Wednesday, March 5, 2014

Ah puppies! Learning is a way of life!

There is always a difficult side to participating in Dog Agility Blog Day.  I always sit down, think about what I know on the topic and come to a similar realization.  "The more you know, the more you know you don't know" - Aristotle

I spend an amazing amount of time thinking about agility in general, and when the blog event is upon us, I spend an amazing amount of time thinking about that topic.  I have been around agility for a while, I am certain that I know more than I knew when I began, but I am also certain I have more questions as well.  Training puppies, at least when it comes to agility is no exception.  Training puppies for everyday life, I know exactly what I want and a pretty good idea how to train most of it.

Baby Split and Randy

Starting a puppy can be a very passionate topic for most.  We want to build these lean, mean running machines that can jump over a tall jump (without knocking the bar) in a single bound.  We want them to attend trials, love all people, dogs, children and noises.  We want them to wait at startlines, run full blast when asked, run by our sides at a critical moment and have independent weaves, and contacts.  Really we want nothing less than perfection.  How do we train that?
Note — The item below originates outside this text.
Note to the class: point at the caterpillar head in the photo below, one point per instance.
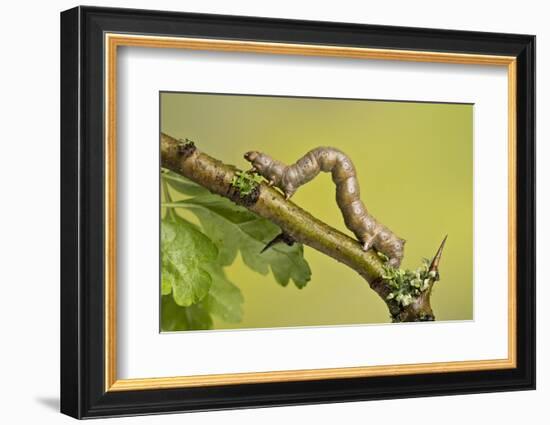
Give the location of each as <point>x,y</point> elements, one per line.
<point>260,162</point>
Well, only speaking for my life and my dogs, agility is about 2 percent of their existence on this earth and I am an avid agility person.  Most of my dog's time is spent being a great member of my everyday existence, and wonderful member of my greater Border Collie pack.  I keep that in mind when I am training my puppy, I try to focus on the perfect everyday puppy first.  I truly believe that this is the best foundation I can give my future agility star.

I focus on three things when training my puppies:
  • Life skills
  • Learning skills
  • Playing skills
I may change my methods with each puppy, but fundamentally these are my three goals for each of my puppies.

Life Skills - these are the skills that it takes to be a successful "pet" dog in my house.  The puppy must learn how to interact with his/her pack members, greet other dogs, warn other dogs that it is uncomfortable, not surf counter tops, rely on me to protect it, love people and children, walk through home depot without getting scared, jog with me, sit/stay, lay down, etc...  You get the idea.  Everything it takes to be a fantastic pet.

Learning skills - Just like children, puppies have to know how to learn.  They need to know that I am not going to show them everything, I want them to help think through the problem at hand.  I want them to offer solutions of their own.  I am mostly talking about shaping, yes.  If my dogs never stepped one foot on an agility field, they still need to know how to learn.  I have all sorts of "tricks" that I use in every day life and they need to be brilliant learners. What should you do when the ball goes over the fence?  Go around it and find the opening of course!  Great puzzle for dogs.

Playing skills - I use these skills to exercise and interact with the dogs, and on the agility field.  Simply put, I want my dogs to know how to play and be happy about playing anywhere and everywhere.  Not all dogs are born with this ability.  Some worry or get stressed in strange/different environments.  Play is a way to help release that stress or emotion and just PLAY.  My dog must know how to de-stress or channel his/her stress at trials and classes.  I want them to do this through play.  Also, in general life, I use this play to help keep them engaged. SQUIRREL!  We work on tug, fetch, chase, spinning, going around trees, hide and seek to name a few.

All of learning is incorporated into real life as much as possible.  I try not to have too many "training sessions", I want my dogs to be use to learning, thinking, and playing all day long.  Border collies pattern and if I only teach them one time of day, or in the same place they are very capable of drawing the conclusion that is the only place they need to "think".  All of these skills are a way of life around my house.

So how does this relate to agility?  I believe that perfecting  all of these basic skills helps when I start my basic agility training.  If my puppy can sit/stay when I open the backdoor to let him out, wait at the gate to the agility field before released, sit/stay before a meal, it makes training the startline that much easier.  I have already worked many situations where the puppy needs impulse control skills.  Does this make them perfect, heck no, but it is a great foundation.

Tuesday, March 4, 2014

5 Foot Jumps, why did I wait so long?

It is funny how suddenly some idea occurs to you and then you wonder "why didn't I think of that before"?

A couple of weeks ago I decided to convert most of my field over to winged jumps with 5 foot bars.  What made me decide this?  Well, while trying to do threadles with Tangle it suddenly dawned on me, he just doesn't fit over a 4 foot jump bar when taking it at an angle.  There just isn't that much room for my very long boy to maneuver between stanchions that are 4 foot apart.  And, as Rachel Sanders would say, he fights for the tightest line so that REALLY doesn't leave him much room!

5' Winged Jump

This started me wondering, Tangle's size isn't that unusual.  Why don't all venues that have backsides and threadles require a 5 foot bar?  Have you ever really WATCHED the effort it takes for a medium/big dog to do a backside with no wing?  New found respect for that dog!

I believe USDAA now requires a 5 foot bar.  If we are going to see a backside or two in AKC and UKI, why don't they require a wing and 5 foot bar?  UKI strongly encourages wings, but neither AKC or UKI require a 5 foot bar.